Individual talents contribute to the success of every culture. When the company encourages the use of talents, it increases innovation and creativity.

Remove your titles

As a leader (or boss as some love to call it), remove all titles you have so that employees can give you candid and constructive feedback. When other teammates are afraid to give you feedback, you become an enemy of growth.

Create an environment that gives you candid or painful, yet important and constructive feedback. Some leaders lead by instilling fear and their boardrooms are flooded only with their thoughts and ideas.

Since they have positional power and authority, they assume that only their voice matters. Titles stifle feedback.

They increase hierarchical gaps, especially between the leader and the employee. Worse still, weak leaders are constantly reminding the employee who the leader is.

 The feedback loop

Feedback in the boardroom is the lifeblood of the organisation.

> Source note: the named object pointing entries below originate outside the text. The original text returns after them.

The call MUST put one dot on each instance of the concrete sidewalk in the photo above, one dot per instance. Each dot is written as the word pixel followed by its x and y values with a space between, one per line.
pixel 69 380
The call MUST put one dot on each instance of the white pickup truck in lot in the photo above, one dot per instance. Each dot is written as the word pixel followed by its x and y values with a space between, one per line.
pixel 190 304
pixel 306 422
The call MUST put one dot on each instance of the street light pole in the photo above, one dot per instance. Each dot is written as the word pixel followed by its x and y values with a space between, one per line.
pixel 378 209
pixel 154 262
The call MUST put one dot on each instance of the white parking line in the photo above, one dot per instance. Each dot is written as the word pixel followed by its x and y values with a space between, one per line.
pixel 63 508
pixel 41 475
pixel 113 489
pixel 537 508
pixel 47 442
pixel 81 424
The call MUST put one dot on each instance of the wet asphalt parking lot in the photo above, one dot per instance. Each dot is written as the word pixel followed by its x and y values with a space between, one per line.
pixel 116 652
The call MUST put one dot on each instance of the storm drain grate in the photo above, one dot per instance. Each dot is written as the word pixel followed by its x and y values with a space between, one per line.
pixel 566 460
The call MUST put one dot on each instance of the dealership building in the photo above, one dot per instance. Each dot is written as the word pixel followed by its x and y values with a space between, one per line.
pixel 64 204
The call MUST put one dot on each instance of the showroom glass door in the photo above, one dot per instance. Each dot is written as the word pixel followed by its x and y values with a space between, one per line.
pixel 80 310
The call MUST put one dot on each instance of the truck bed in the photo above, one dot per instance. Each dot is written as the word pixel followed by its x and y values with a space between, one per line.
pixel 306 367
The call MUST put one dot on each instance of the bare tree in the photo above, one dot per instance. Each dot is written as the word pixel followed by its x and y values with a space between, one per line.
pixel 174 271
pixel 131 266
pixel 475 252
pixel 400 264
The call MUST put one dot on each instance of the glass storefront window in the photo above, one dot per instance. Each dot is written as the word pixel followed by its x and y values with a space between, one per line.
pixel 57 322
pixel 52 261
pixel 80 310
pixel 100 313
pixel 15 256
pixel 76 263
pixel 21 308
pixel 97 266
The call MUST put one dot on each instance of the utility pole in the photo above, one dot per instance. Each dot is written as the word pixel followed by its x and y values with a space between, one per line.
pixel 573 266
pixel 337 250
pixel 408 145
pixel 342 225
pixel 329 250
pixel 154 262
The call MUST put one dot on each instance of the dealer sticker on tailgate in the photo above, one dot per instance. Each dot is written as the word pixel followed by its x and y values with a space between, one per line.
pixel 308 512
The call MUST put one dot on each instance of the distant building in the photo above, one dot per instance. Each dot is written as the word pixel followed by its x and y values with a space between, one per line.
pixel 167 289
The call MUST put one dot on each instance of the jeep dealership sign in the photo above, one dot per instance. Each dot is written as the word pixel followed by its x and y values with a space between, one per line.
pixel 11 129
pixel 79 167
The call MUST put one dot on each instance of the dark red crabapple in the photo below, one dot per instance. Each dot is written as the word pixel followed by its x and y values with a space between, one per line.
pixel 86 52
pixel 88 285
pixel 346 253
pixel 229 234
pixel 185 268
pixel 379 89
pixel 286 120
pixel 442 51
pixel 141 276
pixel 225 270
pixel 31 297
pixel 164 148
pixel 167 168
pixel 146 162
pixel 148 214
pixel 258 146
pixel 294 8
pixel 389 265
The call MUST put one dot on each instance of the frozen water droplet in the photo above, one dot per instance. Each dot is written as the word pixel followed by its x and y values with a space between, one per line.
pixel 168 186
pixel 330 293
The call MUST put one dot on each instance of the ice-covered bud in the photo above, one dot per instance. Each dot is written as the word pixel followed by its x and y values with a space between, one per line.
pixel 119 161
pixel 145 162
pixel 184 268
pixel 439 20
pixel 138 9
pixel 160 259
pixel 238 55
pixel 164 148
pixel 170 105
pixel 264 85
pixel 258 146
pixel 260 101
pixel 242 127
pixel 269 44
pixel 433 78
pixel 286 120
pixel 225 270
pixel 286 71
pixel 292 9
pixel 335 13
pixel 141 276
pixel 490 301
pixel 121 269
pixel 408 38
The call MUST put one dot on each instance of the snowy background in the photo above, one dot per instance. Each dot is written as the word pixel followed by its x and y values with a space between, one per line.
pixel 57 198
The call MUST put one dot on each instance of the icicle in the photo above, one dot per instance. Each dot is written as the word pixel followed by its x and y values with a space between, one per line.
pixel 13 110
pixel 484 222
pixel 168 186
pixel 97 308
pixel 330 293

Feedback helps the company improve performance, learn faster and increase ideas.

When feedback is thwarted, it means some voices or ideas have been suppressed. Reed Hastings and Erin Meyer (2020) in their book, No Rules Rules: Netflix and the Culture of Reinvention say that every organisation should “Put feedback as the first and the last item on the agenda so that it’s set apart from operations discussions.”

They further point out that leaders should not just ask for feedback but emphasise that it is expected from their employees. They bolstered this by providing an A4 model that makes the feedback loop.

This A4 quadrant states that feedback must aim to assist, be actionable and those receiving it must appreciate and/or accept or discard feedback.

As a leader, do you give candid feedback? Does a leader allow and receive candid feedback from employees? Can an employee give feedback without fearing losing their job?

Feedback must be embedded in the culture of an organisation. This is not easy, but as soon as it is part of your corporate culture, it invites and increases continuity and growth in an organisation.

The importance of boardroom culture

Boardroom culture is very important. What happens in the board cascades down to the whole organisation. Arguments and new ideas should not be shut down.

Some corporate financial issues were triggered by the board because the board is unwilling to challenge powers or leaders in an organisation. When the boardroom is healthy, the organisation becomes wealthy.